The outline of a new Northside —  a place of vibrancy, dynamism and opportunity — is coming into focus. While the initial master plan for the new Northside contains myriad elements, five transformative projects form the backbone of the plan: 

1. Transforming the awkward Asheville Highway/Church Street/Magnolia Street intersection into a striking new gateway (rendering below) into the Northside and the City. The plan would require the closure of Magnolia Street between Pearl Street and Asheville Highway, and would replace it with a greenspace highlighted by public art.

A rendering of the proposed Northside community gateway approaching from the north on Church Street.

Northside/Church Street Gateway


2. A second striking component of the master plan involves "daylighting" a creek that has been paved over and covered up for decades. The creek, known locally as the “Nasty Branch” but to be renamed Butterfly Creek, would flow roughly from just behind the Healthy Food Hub on Howard Street to about where the current Oakview Apartments sit today. It is not hard to imagine the daylighted creek and adjoining “greenway” on either side (rendering below) becoming not just the central feature of the new Northside, but a significant new environmental asset for the entire City. 

A rendering of the proposed daylighted Butterfly Creek Greenway on the City of Spartanburg's Northside.

Butterfly Creek & Greenway


3. Extending Evins Street across Church Street, creating a new artery into the heart of the Northside that would dead-end at the new Healthy Food Hub on Howard Street. The Evins Street extension would accomplish one of the major goals identified by the charette participants: helping people get across Church Street, thereby creating new and better connections between the Northside, Wofford College and Spartanburg Regional Medical Center.
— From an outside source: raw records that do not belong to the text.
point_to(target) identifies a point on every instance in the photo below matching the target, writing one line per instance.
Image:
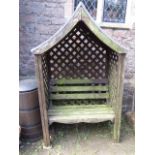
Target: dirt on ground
(84, 139)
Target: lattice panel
(113, 76)
(45, 77)
(79, 55)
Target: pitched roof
(80, 14)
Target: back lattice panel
(79, 55)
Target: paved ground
(85, 139)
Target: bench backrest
(77, 89)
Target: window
(107, 13)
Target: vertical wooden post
(42, 100)
(118, 106)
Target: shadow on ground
(84, 139)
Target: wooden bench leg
(117, 128)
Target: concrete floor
(85, 139)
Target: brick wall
(40, 19)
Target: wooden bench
(75, 101)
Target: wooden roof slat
(80, 14)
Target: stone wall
(40, 19)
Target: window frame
(69, 9)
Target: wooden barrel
(29, 112)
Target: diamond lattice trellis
(79, 55)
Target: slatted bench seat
(93, 95)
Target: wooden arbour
(80, 73)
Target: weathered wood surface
(78, 81)
(80, 113)
(78, 88)
(80, 14)
(118, 104)
(79, 96)
(42, 100)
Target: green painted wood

4. Transforming Pearl Street into the “Main Street” of the Northside by widening it, adding bike lanes, on-street parking, wider sidewalks, street trees and other landscaping, and zoning it for multi-use development, with retail and office space on the bottom floor and residential units on the upper floors of the three- to four-story buildings to come. Pearl Street also could be extended all the way to W.O. Ezell Boulevard with the help of the S.C. Department of Transportation, thus becoming a new primary connection between the Northside and the Westside, creating a more convenient, efficient, and accessible connection to SRMC for tens of thousands of people.

5. Creating a multi-purpose, educational, recreational and community services campus on and adjacent to the current Cleveland Academy of Leadership location. Students at Cleveland Academy voiced their desire for their school, which currently houses kindergarten through 5th grade, to be expanded to include grades 6-8, an idea that Spartanburg School District 7 is considering. In addition to the expansion required by that move, if it were to happen, planners identified the area around Cleveland as the logical destination for the new T.K. Gregg Community Center (which City Council has already committed to building by 2017), a new Early Childhood Education Center (which has $1.5 million in funding committed through the Mary Black Foundation), and new ballfields.

Of course, integrated throughout the plan is new residential development. Citizens have made clear their desire for certain elements in the new homes that will be built on the Northside: traditional architectural styles, front porches, and space for both private and community gardens throughout the community. Below is a rendering of what a future street on the Northside may look like:

A street-level rendering of proposed mixed-income residential housing in the Northside.